Klimaschutzziele in Gefahr
Die Erderwärmung soll nicht mehr als 2°C betragen – auf dieses Ziel einigten sich hunderte Staaten vor eininger Zeit. Dieses Ziel ist jedoch laut einer Studie des Magazins “Nature” stark gefährdet.
Aufgrund der bekannten Gefahren der massiven CO2-Emissionen, die die Menschheit seit geraumer Zeit in die Atmosphäre entlässt, wurden bereits ebenso viele Warnungen veröffentlicht wie gut gemeinte Ziele zum Klimaschutz vereinbart. Jedoch zeigte weder das eine noch das andere bisher die gewünschte und auch benötigte Wirkung: Weder sind erneuerbare Energien voll wettbewerbsfähig, noch wurde der CO2-Ausstoß weltweit merklich gesenkt. Trotzdem gab es aber immer wieder entsprechende Willenserklärungen und Bekenntnisse.
Ein wesentliches Ziel, dass auch die EU unterstützt, ist die Eindämmung der Erderwärmung auf maximal 2°C. Nun präsentiert das Wissenschaftsmagazin “Nature” eine mehrjährige Studie, die das Erreichen dieses Ziels angesichts der bisherigen Entwicklungen in Frage stellt. Nur durch eine schnelle und rigorose Abkehr von fossilen Brennstoffen wie Kohle, Gas und Öl sei eine Klimakatastrophe noch zu verhindern, so das Ergebnis der Forscher.

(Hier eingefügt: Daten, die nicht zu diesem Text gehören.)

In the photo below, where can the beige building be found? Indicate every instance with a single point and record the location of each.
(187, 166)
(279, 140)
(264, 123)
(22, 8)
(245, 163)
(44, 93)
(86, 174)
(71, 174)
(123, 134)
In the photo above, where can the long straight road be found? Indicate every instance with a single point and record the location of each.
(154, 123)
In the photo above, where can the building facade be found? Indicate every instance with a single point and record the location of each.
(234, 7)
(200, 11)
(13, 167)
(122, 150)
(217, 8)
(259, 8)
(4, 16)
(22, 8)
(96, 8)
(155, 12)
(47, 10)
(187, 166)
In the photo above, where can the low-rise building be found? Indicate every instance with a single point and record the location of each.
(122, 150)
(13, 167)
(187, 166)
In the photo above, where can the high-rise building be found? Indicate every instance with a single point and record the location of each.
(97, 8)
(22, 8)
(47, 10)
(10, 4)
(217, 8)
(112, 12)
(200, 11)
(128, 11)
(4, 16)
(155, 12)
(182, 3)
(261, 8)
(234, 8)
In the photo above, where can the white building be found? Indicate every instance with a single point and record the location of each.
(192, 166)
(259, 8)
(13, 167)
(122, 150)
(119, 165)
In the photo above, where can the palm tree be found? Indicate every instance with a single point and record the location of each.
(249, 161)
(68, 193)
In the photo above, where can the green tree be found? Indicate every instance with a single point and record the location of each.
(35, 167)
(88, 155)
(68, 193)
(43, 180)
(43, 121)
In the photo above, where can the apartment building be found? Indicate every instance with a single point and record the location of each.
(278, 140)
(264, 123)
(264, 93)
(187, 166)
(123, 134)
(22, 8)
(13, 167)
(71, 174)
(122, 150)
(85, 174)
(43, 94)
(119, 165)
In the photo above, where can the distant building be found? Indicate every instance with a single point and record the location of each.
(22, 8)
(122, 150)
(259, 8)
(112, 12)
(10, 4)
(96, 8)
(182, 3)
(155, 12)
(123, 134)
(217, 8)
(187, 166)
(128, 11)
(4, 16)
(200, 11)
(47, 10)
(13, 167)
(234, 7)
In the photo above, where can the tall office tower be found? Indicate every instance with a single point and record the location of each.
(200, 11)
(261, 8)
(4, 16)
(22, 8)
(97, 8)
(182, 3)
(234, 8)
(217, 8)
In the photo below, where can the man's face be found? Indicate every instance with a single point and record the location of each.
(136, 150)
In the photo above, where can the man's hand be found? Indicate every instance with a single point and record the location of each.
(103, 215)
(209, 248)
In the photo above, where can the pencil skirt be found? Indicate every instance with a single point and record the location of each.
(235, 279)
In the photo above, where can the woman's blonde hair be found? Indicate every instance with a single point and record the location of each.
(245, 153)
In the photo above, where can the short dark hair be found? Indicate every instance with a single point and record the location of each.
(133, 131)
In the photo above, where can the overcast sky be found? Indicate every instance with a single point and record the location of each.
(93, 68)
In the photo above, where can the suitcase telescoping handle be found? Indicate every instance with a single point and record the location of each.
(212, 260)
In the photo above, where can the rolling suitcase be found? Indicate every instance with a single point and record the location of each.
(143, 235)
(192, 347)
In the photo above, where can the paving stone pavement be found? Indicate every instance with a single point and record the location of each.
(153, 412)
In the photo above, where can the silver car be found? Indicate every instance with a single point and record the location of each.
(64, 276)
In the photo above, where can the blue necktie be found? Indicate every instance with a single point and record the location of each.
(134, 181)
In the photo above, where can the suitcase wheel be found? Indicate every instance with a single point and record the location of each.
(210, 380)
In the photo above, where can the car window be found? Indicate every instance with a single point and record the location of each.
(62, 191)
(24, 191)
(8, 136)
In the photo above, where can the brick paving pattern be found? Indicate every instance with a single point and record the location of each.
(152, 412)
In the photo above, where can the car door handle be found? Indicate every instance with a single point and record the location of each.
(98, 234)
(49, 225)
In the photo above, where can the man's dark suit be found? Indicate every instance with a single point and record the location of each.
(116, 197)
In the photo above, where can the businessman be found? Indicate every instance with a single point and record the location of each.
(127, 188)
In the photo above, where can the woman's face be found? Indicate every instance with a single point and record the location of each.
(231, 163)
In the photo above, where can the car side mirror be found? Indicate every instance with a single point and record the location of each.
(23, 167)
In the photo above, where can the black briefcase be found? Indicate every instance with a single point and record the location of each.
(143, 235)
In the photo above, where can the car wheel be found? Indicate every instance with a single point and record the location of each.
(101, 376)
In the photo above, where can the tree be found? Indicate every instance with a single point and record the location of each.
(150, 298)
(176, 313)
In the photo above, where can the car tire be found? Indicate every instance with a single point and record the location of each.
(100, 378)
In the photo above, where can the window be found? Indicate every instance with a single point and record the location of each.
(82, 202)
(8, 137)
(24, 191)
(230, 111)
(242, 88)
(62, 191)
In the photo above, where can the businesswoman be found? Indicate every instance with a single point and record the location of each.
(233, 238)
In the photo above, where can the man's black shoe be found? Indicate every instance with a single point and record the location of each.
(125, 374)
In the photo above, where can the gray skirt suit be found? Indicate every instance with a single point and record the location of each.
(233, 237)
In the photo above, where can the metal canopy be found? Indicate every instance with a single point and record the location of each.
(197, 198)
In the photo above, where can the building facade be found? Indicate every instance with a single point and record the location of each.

50 Prozent CO2-Reduzierung
Die maximale Menge an CO2, die laut Studie bis zum Jahre 2050 noch durch Menschenhand in die Atmosphäre gelangen darf, beträgt ein Billion Tonnen – ausgehend von Jahr 2000. Jedoch hätten die Menschen seitdem schon rund ein Drittel dieses Maximalwerts verbraucht, berichtet der “Spiegel” unter Berufung auf die Studie. Bei gleich bleibendem Verbrauch würde die Obergrenze bereits in zwanzig Jahren erreicht sein – um dies zu verhindern, müsste Treibhausgasausstoß bis 2050 im Vergleich zu 1990 halbiert werden. Dies sei nur möglich, wenn zukünftig nicht mehr auf fossile Brennstoffe als Hauptenergieträger zurückgegriffen werden, so die Forscher weiter. Denn würden bis 2050 alle wirtschaftlich förderbaren Ressourcen verbrannt, würde die Obergrenze um das vierfache übertroffen, was eine Klimakatastrophe ungeahnten Ausmaßes nach sich ziehen könnte.
Klimakonferenz als Ansatz
Im Dezember dieses Jahres steht in der dänischen Hauptstadt Kopenhagen die 15. UN-Klimakonferenz an, bei der die mehreren tausend teilnehmenden Vertreter neue, verbindliche Klimaschutzziele für die Zeit nach Auslaufen des Kyoto-Protokolls im Jahre 2012 festlegen wollen. Die Ergebnisse der “Nature”-Studie könnten nun im besten Fall dazu beitragen, dass die Teilnehmer mit genügend Wachsamkeit und Einigkeit für den geforderten schnellen und baldigen Energieumschwung sorgen. So könnte der Klimaschutz trotz der düsteren Prognosen noch effektiv und rechtzeitig umgesetzt werden.